Posted in Finance, Accounting and Economics Terms, Total Reads: 274
Definition: Base Currency
Base Currency is the domestic currency from which gains and losses for international operations are calculated. In foreign exchange trading, currencies are quoted in relations to a currency pair. The base currency is the first currency in this pair. It is the currency from which a foreign exchange rate is derived. It is sometimes also referred to as the “primary currency”.
The base currency is the first currency listed in the currency pair in foreign exchange. The currency pair is used in foreign exchange when value of one currency is found by its comparison to the another currency.

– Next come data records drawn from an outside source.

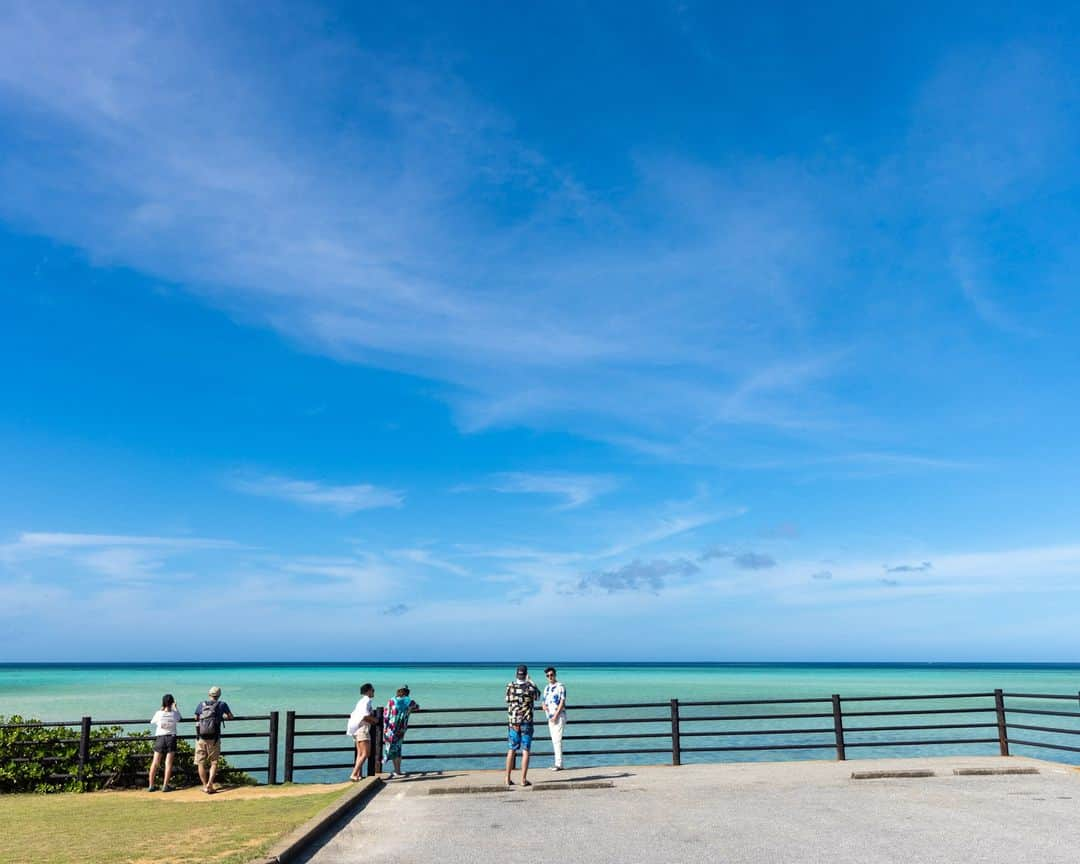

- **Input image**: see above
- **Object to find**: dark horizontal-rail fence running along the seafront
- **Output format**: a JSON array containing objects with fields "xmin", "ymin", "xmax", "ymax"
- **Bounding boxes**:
[{"xmin": 6, "ymin": 689, "xmax": 1080, "ymax": 783}]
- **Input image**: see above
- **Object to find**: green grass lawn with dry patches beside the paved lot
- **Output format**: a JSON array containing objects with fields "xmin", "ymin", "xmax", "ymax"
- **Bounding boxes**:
[{"xmin": 0, "ymin": 786, "xmax": 343, "ymax": 864}]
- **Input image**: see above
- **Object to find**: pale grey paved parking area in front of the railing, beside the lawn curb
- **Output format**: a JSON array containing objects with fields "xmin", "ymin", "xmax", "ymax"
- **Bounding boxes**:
[{"xmin": 306, "ymin": 757, "xmax": 1080, "ymax": 864}]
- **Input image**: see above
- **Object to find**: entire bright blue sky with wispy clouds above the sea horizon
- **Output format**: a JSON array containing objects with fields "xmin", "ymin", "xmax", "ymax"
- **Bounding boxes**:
[{"xmin": 0, "ymin": 0, "xmax": 1080, "ymax": 661}]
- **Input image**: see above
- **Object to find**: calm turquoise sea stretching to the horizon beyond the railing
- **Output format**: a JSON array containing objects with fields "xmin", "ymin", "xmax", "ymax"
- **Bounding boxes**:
[{"xmin": 0, "ymin": 662, "xmax": 1080, "ymax": 781}]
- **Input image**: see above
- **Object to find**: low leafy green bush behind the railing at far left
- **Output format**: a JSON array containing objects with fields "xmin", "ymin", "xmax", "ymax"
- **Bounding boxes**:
[{"xmin": 0, "ymin": 715, "xmax": 255, "ymax": 793}]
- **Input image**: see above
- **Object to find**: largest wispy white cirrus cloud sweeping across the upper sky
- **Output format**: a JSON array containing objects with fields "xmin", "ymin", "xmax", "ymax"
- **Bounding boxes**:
[{"xmin": 0, "ymin": 6, "xmax": 1076, "ymax": 457}]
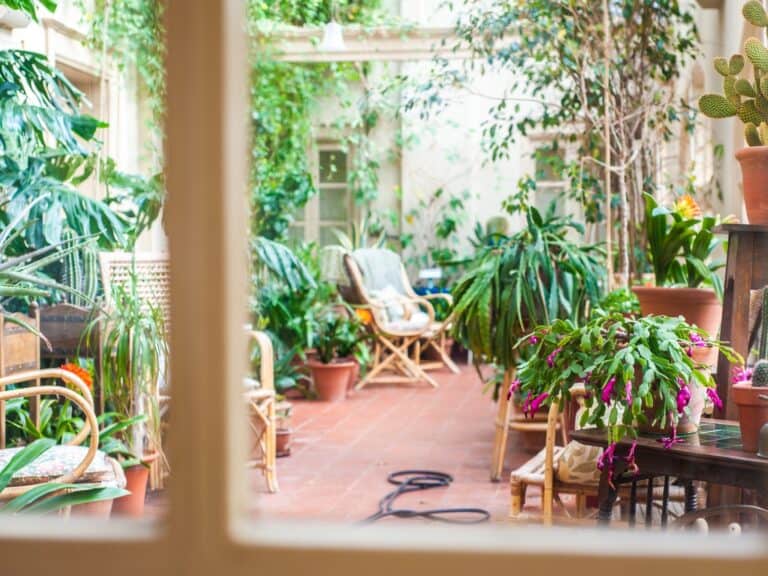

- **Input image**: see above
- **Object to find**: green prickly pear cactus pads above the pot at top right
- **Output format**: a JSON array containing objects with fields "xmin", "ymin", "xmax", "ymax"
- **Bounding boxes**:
[{"xmin": 699, "ymin": 0, "xmax": 768, "ymax": 146}]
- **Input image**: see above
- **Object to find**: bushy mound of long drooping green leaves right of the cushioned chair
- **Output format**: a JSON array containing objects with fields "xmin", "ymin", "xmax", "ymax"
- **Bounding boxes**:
[{"xmin": 453, "ymin": 208, "xmax": 605, "ymax": 368}]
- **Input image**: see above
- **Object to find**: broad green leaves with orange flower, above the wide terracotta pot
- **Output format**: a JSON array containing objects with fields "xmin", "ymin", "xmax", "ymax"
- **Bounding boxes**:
[{"xmin": 645, "ymin": 194, "xmax": 725, "ymax": 297}]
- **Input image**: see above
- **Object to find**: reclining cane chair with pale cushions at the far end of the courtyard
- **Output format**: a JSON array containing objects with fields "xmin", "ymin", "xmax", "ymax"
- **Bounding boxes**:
[{"xmin": 344, "ymin": 248, "xmax": 459, "ymax": 390}]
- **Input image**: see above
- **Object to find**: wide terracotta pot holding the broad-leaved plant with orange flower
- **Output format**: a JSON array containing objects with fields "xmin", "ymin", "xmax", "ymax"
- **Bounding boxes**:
[{"xmin": 632, "ymin": 286, "xmax": 723, "ymax": 337}]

The base currency is also considered to be currency used by companies to report their financial reports. Thus, if a U.S. company has an Indian subsidiary, it must first convert the financial statements of the subsidiary (which are likely reported in rupees) into dollars, and then consolidate the financial reports with the parent company, which are stated in the base currency. In currency pair it shows how much of the quote currency i.e. the second currency is needed to purchase one unit of base currency. So the base currency is assigned the value 1 when exchange rate is calculated. The U.S. dollar is usually given the status of base currency since it is a dominant as well as stable currency in the world economy.
Example: If we look at the Rupee USD pair, Rupee is the base currency. If 1 INR =0.015 USD, the Indian national Rupee is the base currency in terms of which the exchange rate for Dollar is determined.
If it is given that 1 USD= 66.11 INR, then Dollar is the base currency and exchange rate is determined based on dollar.